The second movie to be released in Sensurround was the all-star casted 1976 war drama Midway. Again, a who’s who of stars, including Charlton Heston, Henry Fonda, James Coburn and Toshiro Mifune, were brought together in a re-telling of the Battle of Midway where a hopelessly out-numbered American Navy (what was left after Pearl Harbor) handed the Japanese fleet their first major defeat of WWII. Most of the battle footage was stock footage from earlier films or actual colorized war footage spliced in between the new footage of the cast. The film was a bit long winded and filled with the usual melodrama for films of this era, but wasn’t bad overall and made decent use of the Sensurround sound system during the battle sequences.
rating of 3
The third film to use the Sensurround process was an odd choice. 1977’s Rollercoaster, despite being marketed like a disaster film, wasn’t an action flick, but a suspense thriller about a mad bomber (Timothy Bottoms) who is targeting roller coasters and is being hunted by an amusement park ride inspector (George Segal) who is doing a far better job at it than the F.B.I. It’s actually a fairly entertaining and suspenseful thriller, but one has to question the need to use this gimmick here other then Universal not having enough faith in the film to release it on it’s own. Good flick, but weak use of the gimmick as it only functions to enhance a few scenes featuring roller coasters and the bombers handiwork.
rating of 2 and 1/2
BATTLESTAR GALACTICA (1979)
The fourth and final film to use the Sensurround gimmick is the 1979 Battlestar Galactica. A bit more appropriate choice of application then Rollercoaster, but still not as good as in Earthquake. Basically all Universal did was re-edit the three hour pilot that was aired on US TV and release it in theaters and attach the Sensurround gimmick to it. This theatrical version was released in ’78 as a movie in Canada and Europe, where they were not getting the TV show, but then Universal released it in Sensurround in the states in May 1979, to try to recoup it’s expensive cost as the show tanked and was canceled. The only differences are, it moves quicker then the bloated 3 hour TV episode and the villainous traitor Baltar is executed by the Cylons instead of given his own ship like in the show.
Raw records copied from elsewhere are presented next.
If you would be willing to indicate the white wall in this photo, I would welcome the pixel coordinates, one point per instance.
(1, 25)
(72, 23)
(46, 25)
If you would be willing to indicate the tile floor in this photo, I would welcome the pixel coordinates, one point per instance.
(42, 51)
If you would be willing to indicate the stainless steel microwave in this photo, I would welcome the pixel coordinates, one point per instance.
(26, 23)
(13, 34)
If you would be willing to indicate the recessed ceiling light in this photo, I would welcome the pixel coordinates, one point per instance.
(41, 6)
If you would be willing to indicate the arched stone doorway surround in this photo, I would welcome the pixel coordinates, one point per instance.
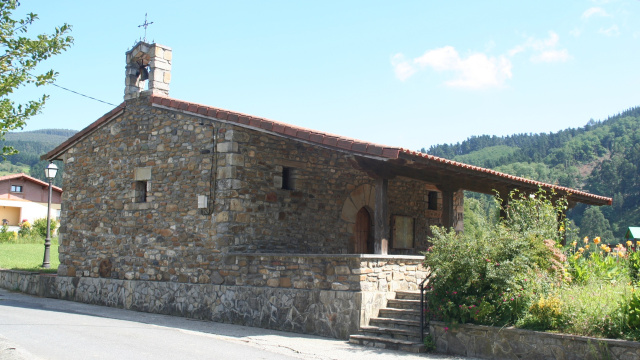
(361, 197)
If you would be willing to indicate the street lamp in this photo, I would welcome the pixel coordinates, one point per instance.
(49, 172)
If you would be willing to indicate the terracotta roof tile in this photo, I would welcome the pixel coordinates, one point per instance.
(243, 120)
(345, 144)
(325, 139)
(288, 130)
(315, 137)
(29, 178)
(330, 140)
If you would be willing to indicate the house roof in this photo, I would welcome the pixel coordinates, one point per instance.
(632, 233)
(379, 159)
(29, 178)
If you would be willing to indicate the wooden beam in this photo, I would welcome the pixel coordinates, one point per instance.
(381, 230)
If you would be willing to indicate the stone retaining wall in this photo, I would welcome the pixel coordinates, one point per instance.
(325, 272)
(488, 342)
(327, 295)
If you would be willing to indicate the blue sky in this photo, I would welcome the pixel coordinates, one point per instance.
(410, 74)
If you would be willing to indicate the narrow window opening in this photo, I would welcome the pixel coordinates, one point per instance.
(433, 200)
(141, 191)
(288, 178)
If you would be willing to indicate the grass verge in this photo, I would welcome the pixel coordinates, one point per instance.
(28, 257)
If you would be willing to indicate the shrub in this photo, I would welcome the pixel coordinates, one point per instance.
(491, 276)
(25, 228)
(7, 236)
(544, 314)
(40, 226)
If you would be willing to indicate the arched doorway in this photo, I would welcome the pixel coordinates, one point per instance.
(364, 240)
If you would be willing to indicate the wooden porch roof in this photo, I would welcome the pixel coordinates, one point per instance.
(379, 160)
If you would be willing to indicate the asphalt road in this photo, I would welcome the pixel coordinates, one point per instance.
(40, 328)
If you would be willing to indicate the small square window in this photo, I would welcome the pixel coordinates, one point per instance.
(433, 200)
(403, 232)
(141, 191)
(288, 178)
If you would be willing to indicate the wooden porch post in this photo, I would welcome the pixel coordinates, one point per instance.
(447, 208)
(381, 231)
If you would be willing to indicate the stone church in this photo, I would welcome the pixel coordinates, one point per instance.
(180, 208)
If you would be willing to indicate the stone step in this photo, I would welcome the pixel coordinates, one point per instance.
(403, 304)
(407, 335)
(411, 325)
(405, 314)
(384, 343)
(408, 295)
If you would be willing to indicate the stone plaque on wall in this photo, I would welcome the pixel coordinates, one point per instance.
(433, 214)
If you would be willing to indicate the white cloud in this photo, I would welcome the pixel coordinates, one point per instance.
(544, 50)
(611, 31)
(477, 71)
(402, 68)
(594, 11)
(551, 56)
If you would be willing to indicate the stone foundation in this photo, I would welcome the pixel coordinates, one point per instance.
(326, 295)
(488, 342)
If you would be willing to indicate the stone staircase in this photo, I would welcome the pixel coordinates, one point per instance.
(397, 326)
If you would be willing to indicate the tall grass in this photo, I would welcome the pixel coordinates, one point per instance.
(26, 253)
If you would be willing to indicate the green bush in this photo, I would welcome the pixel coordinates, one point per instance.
(492, 276)
(7, 236)
(40, 226)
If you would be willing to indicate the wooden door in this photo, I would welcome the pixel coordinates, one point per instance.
(363, 232)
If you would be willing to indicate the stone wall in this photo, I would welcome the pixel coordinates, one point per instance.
(329, 295)
(171, 160)
(488, 342)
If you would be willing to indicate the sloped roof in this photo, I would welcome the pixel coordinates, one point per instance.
(29, 178)
(632, 233)
(402, 161)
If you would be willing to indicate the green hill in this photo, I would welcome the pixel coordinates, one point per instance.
(603, 157)
(31, 145)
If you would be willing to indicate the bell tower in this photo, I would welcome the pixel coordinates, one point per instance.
(148, 70)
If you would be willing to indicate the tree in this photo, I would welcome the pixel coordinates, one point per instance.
(19, 57)
(595, 224)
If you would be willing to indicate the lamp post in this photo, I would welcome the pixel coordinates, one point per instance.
(49, 172)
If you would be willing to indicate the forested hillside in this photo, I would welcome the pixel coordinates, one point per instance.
(603, 157)
(31, 145)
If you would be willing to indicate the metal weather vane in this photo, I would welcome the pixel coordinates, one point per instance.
(145, 25)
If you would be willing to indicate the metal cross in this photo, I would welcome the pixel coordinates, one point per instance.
(145, 25)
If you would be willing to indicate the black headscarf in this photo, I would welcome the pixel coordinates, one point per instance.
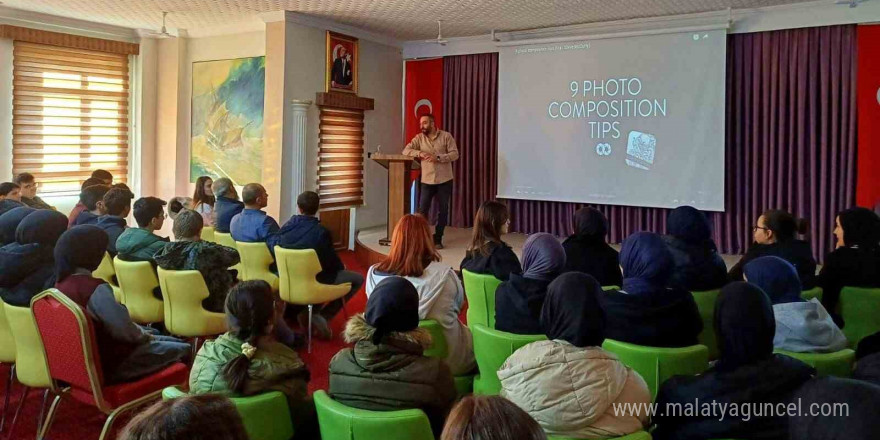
(42, 227)
(392, 307)
(572, 311)
(9, 221)
(861, 227)
(744, 326)
(590, 224)
(689, 225)
(82, 246)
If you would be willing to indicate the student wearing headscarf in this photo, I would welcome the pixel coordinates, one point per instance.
(698, 266)
(569, 384)
(9, 223)
(747, 373)
(386, 369)
(856, 261)
(27, 264)
(801, 326)
(518, 301)
(586, 250)
(646, 311)
(857, 420)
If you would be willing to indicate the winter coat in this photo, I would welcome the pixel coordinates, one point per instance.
(393, 375)
(572, 391)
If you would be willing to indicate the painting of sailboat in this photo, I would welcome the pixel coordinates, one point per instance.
(227, 119)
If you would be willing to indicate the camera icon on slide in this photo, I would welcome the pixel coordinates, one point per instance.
(640, 150)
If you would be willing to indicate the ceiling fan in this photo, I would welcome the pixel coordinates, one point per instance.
(439, 40)
(163, 33)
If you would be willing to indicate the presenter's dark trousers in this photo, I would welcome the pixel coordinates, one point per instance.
(443, 193)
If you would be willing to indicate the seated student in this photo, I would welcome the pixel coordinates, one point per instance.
(92, 199)
(441, 295)
(856, 420)
(698, 266)
(586, 250)
(10, 197)
(518, 301)
(141, 243)
(775, 235)
(487, 253)
(746, 374)
(386, 369)
(801, 326)
(490, 418)
(80, 206)
(203, 199)
(203, 417)
(645, 311)
(117, 203)
(9, 223)
(248, 360)
(856, 260)
(569, 384)
(127, 350)
(190, 252)
(304, 231)
(28, 186)
(28, 264)
(226, 205)
(252, 224)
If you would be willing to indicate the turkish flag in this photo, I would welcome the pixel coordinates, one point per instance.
(868, 89)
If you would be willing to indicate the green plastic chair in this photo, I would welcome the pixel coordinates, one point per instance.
(480, 292)
(492, 348)
(265, 416)
(340, 422)
(860, 308)
(639, 435)
(838, 364)
(656, 364)
(706, 305)
(815, 292)
(463, 384)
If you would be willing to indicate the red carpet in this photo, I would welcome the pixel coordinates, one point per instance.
(77, 421)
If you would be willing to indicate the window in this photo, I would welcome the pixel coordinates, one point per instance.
(70, 115)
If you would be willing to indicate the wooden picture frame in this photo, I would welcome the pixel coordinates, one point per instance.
(341, 74)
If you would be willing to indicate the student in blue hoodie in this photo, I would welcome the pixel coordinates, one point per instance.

As a use of Sensurround it was on par with Midway to enhance the battle sequences and the ship hurtling through space.
rating of 3
EXTRA MONSTERZERO NJ TRIVIA!:
While it was never made, when Paramount and Universal were both preparing their own remakes of King Kong at the same time in the mid 70s, the plan was for Universal’s The Legend Of King Kong to be released in Sensurround as well. Paramount won the battle, apparently with some cash going Universal’s way, but the audience lost the war as their remake is notoriously terrible and they had the audacity to make an even worse sequel, King Kong Lives, 10 years later. But hearing King Kong roar and beat his chest in Sensurround might have been cheesy fun! We’ll never know as Sensurround disappeared and Dolby Sound had arrived with Star Wars and seemed to accomplish the same thing.